Both had their eyes shut tight, trying to block out the reason that was becoming clearer, and clearer in their minds.
Cause I've been there before
It's not enough
So nobody say it
Don't even say it
I got my eyes shut
Whoah, no
Whoah, no, no, no
The clock showed three o'clock.
Via said it would come to this. She told me, that if I didn't admit it, then I'd suffer big consequences. I doubt she meant for me to lose a night's sleep over it though, Keely thought, finally giving in.
Keely. She's the reason I'm not sleeping. Owen said something like that ages ago. I dismissed it. It was Owen. What was I supposed to do? Listen to him? Phil sighed, letting the reason take over his mind.
Could it be I'm suffering
Because I'll never give in
Won't say that I'm falling in love
Tell me I don't see myself
Couldn't I blame something else
Don't say I'm falling in love
The clock showed three oh-five.
Keely raked her hands through her hair. It was awfully messy for someone who hadn't slept.
Fine. Fine, okay. I admit it. I'm in love with Phil Diffy. Now please, can I sleep now?
She closed her eyes, and tried to fall asleep.
It didn't work.
What do you want me to do, announce it to the world? she groaned, and threw her head back on her pillow.
The clock showed ten past three.
Okay. I guess I can't deny it to myself, because I know, so my mind knows. Ugh, another Keely comment.
Phil lay down, trying to let sleep overcome him.
I. Love. Keely. Teslow. Now, let me go to sleep.
Don't say that I'm falling in love
Don't say that I'm falling in love
Don't say that I'm falling in love
Don't say that I'm falling in love
The clock showed three fifteen.
Both Keely Teslow, and Phil Diffy were fast asleep.
Don't say that I'm falling in love
Don't say that I'm falling in love
The clock showed nine twenty.
Whoa, he looks rough, Keely thought, as she walked up to Phil at school the next day. Then again...
Keely looks tired, Phil observed as he watched her walking up to him.
"You okay?" she asked him, when she got close.

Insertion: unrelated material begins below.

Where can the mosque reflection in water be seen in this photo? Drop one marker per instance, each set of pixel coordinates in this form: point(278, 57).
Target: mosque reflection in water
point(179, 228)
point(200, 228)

He nodded. "Yeah. Just had a bit of a rough night."
"Me too," Keely agreed. "A bit of... trouble sleeping."
Phil considered this for a moment, knowing that there was obviously more to her story. Then he decided to leave it. If it were that important, he'd know soon enough anyway. "Exactly. Trouble sleeping."
Don't say that I'm falling in love
Don't say that I'm falling in love
It probably sucks, but it's 12:30, and I can't sleep, and what better way to celebrate not-sleeping, with a not-sleeping fic?
I had a great holiday, thanks for asking.
I'll update Revenge ASAP, thanks for your concern.
I'm going to sleep now, just so you all know.